Current State, Early 2023
The original OtterTune research project focused only on configuration tuning. Specifically, we developed machine learning techniques to automatically tune a database’s configuration parameters (aka “knobs”) for whatever target objective the user wishes to optimize for, like reducing latency or costs.
To put how important this is in context, we’ve found that about 30% of the production databases use default configuration parameters, which are set to be compatible with the minimum hardware requirements of MySQL/Postgres and too conservative for most modern systems. If you tune your database, you can improve performance and save money, but it’s a tedious task that requires in-house expertise or taking the time to do it yourself. Hiring a database administrator is prohibitively expensive for many companies, so other technical employees—engineers or DevOps—get stuck with the responsibility. Without formal training or previous experience, they rely on documentation and blog posts to tune their databases.
Database performance tuning covers a variety of activities, not just configuration tuning, so we expanded the service to provide a more holistic database tuning experience for our customers. As part of OtterTune v1.5, added health checks to help tune indexes and identify other problems related to resource utilization, cache management, and general database efficiency.
How OtterTune works
OtterTune connects to your database. We support AWS RDS and Aurora, including serverless, for Postgres and MySQL.
Step 1: Permissioning- The user grants OtterTune certain AWS IAM permissions so we can collect metadata from RDS about your database instances, and metrics from Cloudwatch and Performance Insights.
Step 2: Set up telemetry collection- OtterTune supplies an open-source agent that can be deployed in your infrastructure that’s able to connect directly to your database. This lets us collect telemetry, which includes internal runtime metrics, query summaries, etc.—the data that OtterTune uses to tune your database.
Step 3: Start the tuning process- The agent receives telemetry data from the database and AWS from the standard APIs, storing that data in our central repository.
Step 4: Training the model- The compute engine begins training models to predict database behavior using the data it just collected, plus all of the previous data from the database.

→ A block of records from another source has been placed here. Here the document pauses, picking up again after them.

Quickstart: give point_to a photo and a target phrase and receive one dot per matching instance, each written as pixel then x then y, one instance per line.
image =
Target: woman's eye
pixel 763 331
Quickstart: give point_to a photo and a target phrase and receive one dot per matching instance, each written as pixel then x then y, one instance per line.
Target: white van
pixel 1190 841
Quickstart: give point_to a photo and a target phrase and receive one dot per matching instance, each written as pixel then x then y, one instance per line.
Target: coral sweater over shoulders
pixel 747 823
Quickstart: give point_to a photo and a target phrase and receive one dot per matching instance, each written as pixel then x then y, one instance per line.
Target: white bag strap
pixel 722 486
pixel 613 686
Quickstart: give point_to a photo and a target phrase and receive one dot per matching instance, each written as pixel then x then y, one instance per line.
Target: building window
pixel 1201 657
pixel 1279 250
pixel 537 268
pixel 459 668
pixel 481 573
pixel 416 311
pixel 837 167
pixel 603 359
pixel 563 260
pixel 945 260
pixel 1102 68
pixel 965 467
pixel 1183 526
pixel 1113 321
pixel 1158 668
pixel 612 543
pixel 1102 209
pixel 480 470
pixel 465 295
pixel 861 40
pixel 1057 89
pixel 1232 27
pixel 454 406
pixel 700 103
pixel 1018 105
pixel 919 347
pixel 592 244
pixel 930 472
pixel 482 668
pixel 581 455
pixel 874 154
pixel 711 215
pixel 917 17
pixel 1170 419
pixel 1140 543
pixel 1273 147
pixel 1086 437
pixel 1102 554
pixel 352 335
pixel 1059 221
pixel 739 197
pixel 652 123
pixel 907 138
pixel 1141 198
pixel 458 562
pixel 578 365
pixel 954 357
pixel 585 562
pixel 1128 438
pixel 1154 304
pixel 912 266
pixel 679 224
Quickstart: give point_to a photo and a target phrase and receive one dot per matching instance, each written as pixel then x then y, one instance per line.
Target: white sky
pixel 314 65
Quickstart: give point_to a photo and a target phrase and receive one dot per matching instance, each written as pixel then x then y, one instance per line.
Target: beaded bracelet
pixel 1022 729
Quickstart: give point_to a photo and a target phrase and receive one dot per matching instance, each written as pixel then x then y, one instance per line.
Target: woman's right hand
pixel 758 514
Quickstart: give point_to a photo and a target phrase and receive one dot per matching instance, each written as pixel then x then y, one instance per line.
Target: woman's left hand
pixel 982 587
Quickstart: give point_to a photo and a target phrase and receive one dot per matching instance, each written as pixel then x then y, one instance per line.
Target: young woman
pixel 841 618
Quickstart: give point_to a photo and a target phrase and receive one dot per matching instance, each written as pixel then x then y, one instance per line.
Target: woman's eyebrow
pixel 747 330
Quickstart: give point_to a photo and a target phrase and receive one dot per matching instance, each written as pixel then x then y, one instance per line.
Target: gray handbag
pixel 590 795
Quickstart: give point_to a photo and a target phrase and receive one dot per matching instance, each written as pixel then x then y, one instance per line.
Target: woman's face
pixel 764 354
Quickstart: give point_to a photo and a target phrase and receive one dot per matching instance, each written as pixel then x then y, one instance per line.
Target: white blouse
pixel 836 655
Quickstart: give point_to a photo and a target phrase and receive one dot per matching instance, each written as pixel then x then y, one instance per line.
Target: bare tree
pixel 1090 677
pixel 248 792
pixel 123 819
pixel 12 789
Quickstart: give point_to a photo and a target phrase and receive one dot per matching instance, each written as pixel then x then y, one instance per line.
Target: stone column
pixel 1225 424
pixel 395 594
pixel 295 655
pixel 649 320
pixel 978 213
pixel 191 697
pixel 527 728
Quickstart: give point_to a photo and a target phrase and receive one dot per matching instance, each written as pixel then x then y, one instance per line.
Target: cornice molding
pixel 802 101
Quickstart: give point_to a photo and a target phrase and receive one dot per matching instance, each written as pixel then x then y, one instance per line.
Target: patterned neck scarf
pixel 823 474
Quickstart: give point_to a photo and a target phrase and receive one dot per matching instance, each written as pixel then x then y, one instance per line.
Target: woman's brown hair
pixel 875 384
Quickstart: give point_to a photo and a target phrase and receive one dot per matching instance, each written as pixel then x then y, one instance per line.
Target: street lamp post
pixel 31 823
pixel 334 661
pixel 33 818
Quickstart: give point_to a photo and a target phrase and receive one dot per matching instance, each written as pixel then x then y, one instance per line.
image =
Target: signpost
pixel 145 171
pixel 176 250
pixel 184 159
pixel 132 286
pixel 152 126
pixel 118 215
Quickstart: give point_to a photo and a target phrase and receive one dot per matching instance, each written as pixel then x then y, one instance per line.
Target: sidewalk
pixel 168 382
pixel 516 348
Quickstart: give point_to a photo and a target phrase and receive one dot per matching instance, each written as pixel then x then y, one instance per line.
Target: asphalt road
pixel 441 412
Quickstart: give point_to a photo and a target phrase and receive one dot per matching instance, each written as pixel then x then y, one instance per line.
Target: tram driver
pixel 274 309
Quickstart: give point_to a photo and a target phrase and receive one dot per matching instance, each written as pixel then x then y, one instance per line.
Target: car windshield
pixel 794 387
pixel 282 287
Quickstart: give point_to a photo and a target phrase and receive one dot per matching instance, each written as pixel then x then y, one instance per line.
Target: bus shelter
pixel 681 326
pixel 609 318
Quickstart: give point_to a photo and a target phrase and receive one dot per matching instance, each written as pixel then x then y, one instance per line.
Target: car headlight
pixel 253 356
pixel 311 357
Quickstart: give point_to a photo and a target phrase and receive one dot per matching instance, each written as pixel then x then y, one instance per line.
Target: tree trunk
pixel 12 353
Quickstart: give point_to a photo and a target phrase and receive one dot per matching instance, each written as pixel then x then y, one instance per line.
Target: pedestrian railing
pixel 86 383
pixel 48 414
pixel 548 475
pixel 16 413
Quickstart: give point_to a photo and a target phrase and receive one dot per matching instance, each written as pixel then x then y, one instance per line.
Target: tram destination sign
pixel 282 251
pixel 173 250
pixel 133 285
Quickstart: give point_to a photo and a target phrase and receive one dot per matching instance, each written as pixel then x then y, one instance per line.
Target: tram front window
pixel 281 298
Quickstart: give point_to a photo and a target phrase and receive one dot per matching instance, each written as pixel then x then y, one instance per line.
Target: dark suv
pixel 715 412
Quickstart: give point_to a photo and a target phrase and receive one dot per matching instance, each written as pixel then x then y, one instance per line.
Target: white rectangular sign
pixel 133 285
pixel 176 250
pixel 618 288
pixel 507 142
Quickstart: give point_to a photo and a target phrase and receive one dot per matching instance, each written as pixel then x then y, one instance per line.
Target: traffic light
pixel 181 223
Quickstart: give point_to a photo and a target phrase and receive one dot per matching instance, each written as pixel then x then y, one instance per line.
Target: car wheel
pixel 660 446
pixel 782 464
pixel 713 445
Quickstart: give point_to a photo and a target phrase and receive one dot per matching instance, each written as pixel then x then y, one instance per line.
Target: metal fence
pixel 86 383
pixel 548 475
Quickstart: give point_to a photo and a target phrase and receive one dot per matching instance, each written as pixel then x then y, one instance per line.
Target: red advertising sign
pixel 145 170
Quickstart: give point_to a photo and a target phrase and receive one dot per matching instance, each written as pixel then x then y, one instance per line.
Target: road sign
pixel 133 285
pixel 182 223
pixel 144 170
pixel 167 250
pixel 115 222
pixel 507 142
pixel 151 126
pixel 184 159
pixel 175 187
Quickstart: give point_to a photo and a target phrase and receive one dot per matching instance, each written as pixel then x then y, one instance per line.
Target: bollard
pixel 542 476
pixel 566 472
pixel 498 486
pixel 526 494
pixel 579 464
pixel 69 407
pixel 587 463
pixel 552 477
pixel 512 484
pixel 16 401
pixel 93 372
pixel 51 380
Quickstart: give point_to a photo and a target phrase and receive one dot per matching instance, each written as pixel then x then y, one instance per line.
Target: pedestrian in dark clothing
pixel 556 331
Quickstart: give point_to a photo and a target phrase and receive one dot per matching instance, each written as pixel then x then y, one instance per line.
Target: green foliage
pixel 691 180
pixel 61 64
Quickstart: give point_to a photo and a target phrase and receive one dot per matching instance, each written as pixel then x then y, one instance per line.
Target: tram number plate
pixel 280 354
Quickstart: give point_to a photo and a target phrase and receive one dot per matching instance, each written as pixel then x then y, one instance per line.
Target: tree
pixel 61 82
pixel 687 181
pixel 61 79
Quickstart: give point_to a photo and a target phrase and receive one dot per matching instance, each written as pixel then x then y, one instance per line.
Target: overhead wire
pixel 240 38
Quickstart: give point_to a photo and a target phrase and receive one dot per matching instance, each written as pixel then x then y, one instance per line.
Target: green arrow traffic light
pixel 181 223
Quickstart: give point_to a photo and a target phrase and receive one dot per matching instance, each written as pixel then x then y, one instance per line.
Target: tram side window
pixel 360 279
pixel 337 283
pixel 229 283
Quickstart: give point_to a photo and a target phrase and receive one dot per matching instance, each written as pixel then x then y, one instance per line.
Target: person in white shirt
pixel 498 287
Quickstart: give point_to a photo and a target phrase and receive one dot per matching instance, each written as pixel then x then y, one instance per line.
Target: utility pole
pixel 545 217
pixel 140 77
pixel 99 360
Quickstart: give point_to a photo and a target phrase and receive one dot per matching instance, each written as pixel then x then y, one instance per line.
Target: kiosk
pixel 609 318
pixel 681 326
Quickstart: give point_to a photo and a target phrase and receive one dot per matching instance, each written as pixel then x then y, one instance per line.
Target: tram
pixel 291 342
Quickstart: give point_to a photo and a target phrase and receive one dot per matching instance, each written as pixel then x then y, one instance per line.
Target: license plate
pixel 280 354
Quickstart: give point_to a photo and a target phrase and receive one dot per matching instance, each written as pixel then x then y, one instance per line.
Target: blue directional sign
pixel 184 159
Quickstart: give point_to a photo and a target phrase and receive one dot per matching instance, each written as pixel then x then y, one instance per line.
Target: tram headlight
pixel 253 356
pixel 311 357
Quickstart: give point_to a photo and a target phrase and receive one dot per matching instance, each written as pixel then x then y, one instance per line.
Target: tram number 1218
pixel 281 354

Step 5: Generating a better config- OtterTune generates a config that should improve performance based on what it’s seen in the past. It also uses the performance data to generate health check recommendations, which show up in the OtterTune interface.
As you continue using OtterTune and it observes more data, your configs improve. Once a new config is available, it gets passed back to the agent, which then applies it to the database. There are a few different ways to do this. There’s a fully manual option where you can update the recommended configuration parameters in the database yourself. Then, there’s a fully autonomous setting, where OtterTune continues to apply new configs on behalf of the user. Finally, there’s a human-in-the-loop option, where OtterTune prompts the user to review and approve the config before applying it. We also periodically generate health checks, with the understanding that this is an ongoing process, and failures do occur over time.
OtterTune v1.5 Features
Health checks automatically detect issues in your database and provide recommendations on how to fix the problem. Unlike the config applications, health checks are recommended by OtterTune and users elect to apply them. We provide them at a few different levels: database, index, table, and autovacuum.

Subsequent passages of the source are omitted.